Note: Psychologist Harvey Schwartz has authored what I believe to be the most scholarly treatise on coerced perpetration, internalized perpetration, and psychological processes that heal and transform in his book, The Alchemy of Wolves and Sheep: A Relational Approach to Internalized Perpetration in Complex Trauma Survivors (2013, Routledge). When I sent this article to him, he sent back these inspiring words:
We have a need as healers/witnesses/documenters to transform compassionate witnessing into action and to convert the vicarious and secondary post traumatic stress (related to holding unrecognized meaningless human torment and atrocity in our hearts and minds) into meaningfulness, meaningful relatedness and action aimed at societal transformation. The healing of coerced perpetration trauma is indeed the deep end of the trauma pool. And, while there are no simple recipes for that task, it is in my opinion, a combination of excellent dynamic trauma work coupled with deep contextualization, normalization, universalization, plus the deep humanity and non-hierarchical process of the therapy, that taken together over time (with love, comedy, and art and spirit if possible in the mix) can lead survivors out of the matrix of self-hatred and confused identification over time, time, time.

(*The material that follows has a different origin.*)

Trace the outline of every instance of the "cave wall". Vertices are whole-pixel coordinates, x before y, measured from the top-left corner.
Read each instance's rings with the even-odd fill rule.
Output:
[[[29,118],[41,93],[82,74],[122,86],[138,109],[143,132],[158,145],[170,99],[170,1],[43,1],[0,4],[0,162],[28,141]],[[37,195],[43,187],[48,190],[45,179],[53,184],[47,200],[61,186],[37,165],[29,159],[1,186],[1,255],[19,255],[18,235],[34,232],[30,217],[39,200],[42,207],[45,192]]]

VII. The Law and Coerced Perpetration
Foundational legal principles, beginning in English Common Law, the historical roots of American law, all the way back to the English House of Commons in 1680, attribute guilt to persons who use other persons to commit a crime and excuse from guilt persons who were coerced to participate..
The Historia Placitorum Coronae, The History of the Pleas of the Crown, is a legal treatise on the English common law by Sir Matthew Hale, Chief Justice of the King’s Bench from 1671 to 1676 under King Charles II (See http://www.mindserpent.com/American_History/books/Hale/hist_pleas_crown/History_PC_001.pdf). Hale was a member of parliament under Oliver Cromwell before he became Chief Justice, the highest judge in England, comparable to Chief Justice of the United States Supreme Court. He was highly respected as fair and honest by people on both sides of the English Civil War– cavaliers and roundheads.
Chief Justice Hale was unable to finish preparing his treatise for publication before his death in 1676, so the English House of Commons ordered a committee of legal scholars to complete his authoritative and foundational work, funded by Parliament, and published in 1680.
Hale said in his two paragraphs on burglary (p. 555), paraphrasing from 17th Century English legal language:
If a grown man (who we are going to call “Mr. A” in this example) teaches a child of age seven or eight (or younger– but this is only implied) to go into people’s houses and steal from them, and then give the things he has stolen to Mr. A, it is Mr. A who has committed the crime, even though the child did all the actions.
Likewise, if the wife of Mr. A is threatened or coerced by her husband to steal from the house of Mr. B, it is Mr. A and not his wife who has committed the crime, even though his wife did all the actions. Mrs. A is excused from any criminal guilt because her husband coerced her actions.
These two paragraphs are stated as legal fact with no references to cases. The idea that coercion is an excuse to guilt is so well fixed in England’s ideas of crime and justice that it is unnecessary to cite legal precedent.
The key point of this foundational legal principle is that coercion is an “excuse from guilt,” not a “defense” for a criminal act. When people claim a defense, they are claiming: “Yes, I did the crime, but I should not be punished for it because of this defense,” e.g., “Yes, I took the things, but I only did so because I was tricked, so it would not be right to punish me.” When the law says that a person is excused from guilt, it is saying that the person never committed any crime in the first place. In the case of coerced perpetration, it is saying: The person carries no guilt because someone else used the person’s actions to commit his or her crime.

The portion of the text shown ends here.